July Seascapes, Whitstable (2022)


These photographs were taken on the day after the UK saw those uncanny, record-breaking temperatures. We went to the beach to escape the strange temperature of our terraced house and swam gratefully in the shallowing sea. A few people wondered what I was doing with my camera pushed into a translucent bag and photographing into the sun, but I was out there, experimenting, gunning for heat haze and the shimmer. Turns out that double-wrapping the lens with gauze makes moonlight out of sunshine.



Grasses After Lamplough #2 (2022)


A second collection of photographs inspired by the watercolour paintings of Augustus Osbourne Lamplough, our most recent Kick-About prompt. In order to emulate the soft tonal range of Lamplough’s landscapes, I photographed this unkempt basin of umbellifers and grasses through gauze to flatten everything out and spread the sunlight liberally. In some of these images you can see the weave of the gauze producing a cross-hatching effect across the surface of the image.



Grasses After Lamplough #1 (2022)


I wasn’t familiar with Augustus Osbourne Lamplough’s work (our latest Kick-About muse) but I find his paintings completely magical, and can hardly believe they’re paintings at all, in so much as all that soft golden light and gauze is produced from paint and brushes onto paper.

In Lamplough’s landscapes, I find the impressionism and light-play I always want from my own photographs, and it was a happy coincidence the Lamplough prompt should arrive in the same week I was experimenting with physical gauzes to produce more diffuse lighting effects of my own.
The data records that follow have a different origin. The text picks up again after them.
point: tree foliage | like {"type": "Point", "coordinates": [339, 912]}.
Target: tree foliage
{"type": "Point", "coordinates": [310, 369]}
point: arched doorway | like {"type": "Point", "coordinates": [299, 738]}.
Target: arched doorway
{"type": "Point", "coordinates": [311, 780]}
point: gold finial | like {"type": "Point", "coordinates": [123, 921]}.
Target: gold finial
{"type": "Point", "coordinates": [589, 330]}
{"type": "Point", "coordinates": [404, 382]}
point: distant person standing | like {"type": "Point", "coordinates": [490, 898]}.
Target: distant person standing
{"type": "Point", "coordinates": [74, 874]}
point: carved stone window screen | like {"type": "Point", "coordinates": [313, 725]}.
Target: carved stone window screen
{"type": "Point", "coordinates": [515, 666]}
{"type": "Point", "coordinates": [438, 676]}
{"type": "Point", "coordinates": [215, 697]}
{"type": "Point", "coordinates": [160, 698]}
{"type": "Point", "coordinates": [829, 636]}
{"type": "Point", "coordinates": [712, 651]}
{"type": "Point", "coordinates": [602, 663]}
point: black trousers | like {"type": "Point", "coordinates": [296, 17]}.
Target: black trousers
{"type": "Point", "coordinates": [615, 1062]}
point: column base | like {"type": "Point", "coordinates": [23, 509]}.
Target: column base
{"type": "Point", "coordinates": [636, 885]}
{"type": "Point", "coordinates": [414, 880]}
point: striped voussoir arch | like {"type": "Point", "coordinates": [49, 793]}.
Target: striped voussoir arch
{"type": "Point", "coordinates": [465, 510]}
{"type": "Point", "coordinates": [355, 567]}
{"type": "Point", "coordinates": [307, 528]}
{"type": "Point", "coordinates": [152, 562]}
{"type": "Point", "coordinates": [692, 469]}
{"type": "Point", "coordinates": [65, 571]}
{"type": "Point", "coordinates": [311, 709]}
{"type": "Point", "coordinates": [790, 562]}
Suitably inspired, I returned to a local bit of unadopted scrub set just back from the sea front (last seen here under very different circumstances) and indulged once more my love of grasses, in all their billowing contours. First putting my camera into an organza bag, I proceeded to photograph the scrub as the wind pushed it this way and that, and the sun illuminated every quill and strand of it. Meanwhile, the gauze served to flatten everything out and flood the subject with light, producing some Lamplough-like atmospheres from a largely over-looked landscape. There are a few more to follow in coming days.